Standard Oil Company Dissolved -- May 15, 1911

On May 15, 1911, Chief Justice Edward White issued the Supreme Court's majority opinion upholding the dissolution of the Standard Oil Company. White agreed that the Standard Oil Company's business practices did violate the Sherman Antitrust Act because they were anticompetitive and abusive. However, he muted the circuit court's breakup plan for the company, allowing Standard Oil six months to spin off its subsidiaries instead of the initial three months mandated.

After the circuit court of St. Louis initially ruled against the Standard Oil Company, the company's lawyers prepared their appeal to the Supreme Court. With the support of President William Taft, Attorney General George Wickersham and prosecutor Frank Kellogg presented the government's case in January 1911. Mimicking Kellogg's successful argumentation in front of the St.
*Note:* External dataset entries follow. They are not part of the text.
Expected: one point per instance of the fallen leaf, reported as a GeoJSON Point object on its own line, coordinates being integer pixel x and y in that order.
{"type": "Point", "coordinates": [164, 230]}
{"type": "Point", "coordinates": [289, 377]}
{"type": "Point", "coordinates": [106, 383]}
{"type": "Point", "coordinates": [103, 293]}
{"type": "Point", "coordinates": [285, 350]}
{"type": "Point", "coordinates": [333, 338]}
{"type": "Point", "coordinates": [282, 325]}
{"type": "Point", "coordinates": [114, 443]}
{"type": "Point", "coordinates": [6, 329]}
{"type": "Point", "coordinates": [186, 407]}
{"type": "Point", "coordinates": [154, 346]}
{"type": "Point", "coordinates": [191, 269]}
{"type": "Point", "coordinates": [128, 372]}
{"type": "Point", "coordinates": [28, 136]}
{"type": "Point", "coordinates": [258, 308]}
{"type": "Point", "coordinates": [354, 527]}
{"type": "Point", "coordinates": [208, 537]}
Louis circuit court, they claimed that Standard Oil's consolidation of the petroleum industry through its trust company and its enormous size restricted interstate trade and produced a monopoly as outlawed in the Sherman Antitrust Act. Standard Oil lawyers countered that the circuit court's decree for the breakup of the company violated the due process clause of the Fifth Amendment that guaranteed freedom of contract and right to property. The company's lawyers also claimed that the oil trust was beyond the constitutional reach of the Sherman Act because the corporation engaged in production, not commerce.

The way Chief Justice White interpreted the Sherman Act altered the vague sweep of the legislation. The Sherman Act was worded to outlaw every single contract or arrangement that resulted in a restriction of trade. White added a rule of reason test-a centuries-old principle of common law-to his interpretation of the act. If the restrictions of trade produced by a trust were reasonable, that is, did not infringe on individual rights or the public good, then the judiciary need not dissolve the trust through the arbitrariness of the Sherman Act. Only if a trust unreasonably interfered with commerce in a way that damaged the American economy could it be dissolved. White's extraneous interpretation of the Standard Oil case considered the possibility of trusts to be socially beneficial. It also allowed the judiciary to be the ultimate arbitrator to what was a "reasonable" infringement of commerce by a corporation, a principle Justice Harlan claimed violated the intent of the Sherman Act's authors.

President Taft supported the decision, claiming it was not a dramatic departure from previous cases. The President had little ideologically invested in the Standard Oil case and actually supported industrial combinations. The case had been former President Theodore Roosevelt's idea and the centerpiece of his popular trust-busting campaign. Taft could not afford to break with Roosevelt on the case and so he supported the prosecution of Standard Oil for his own political gain. Taft praised the decision while progressives and Democrats attacked White's reason test.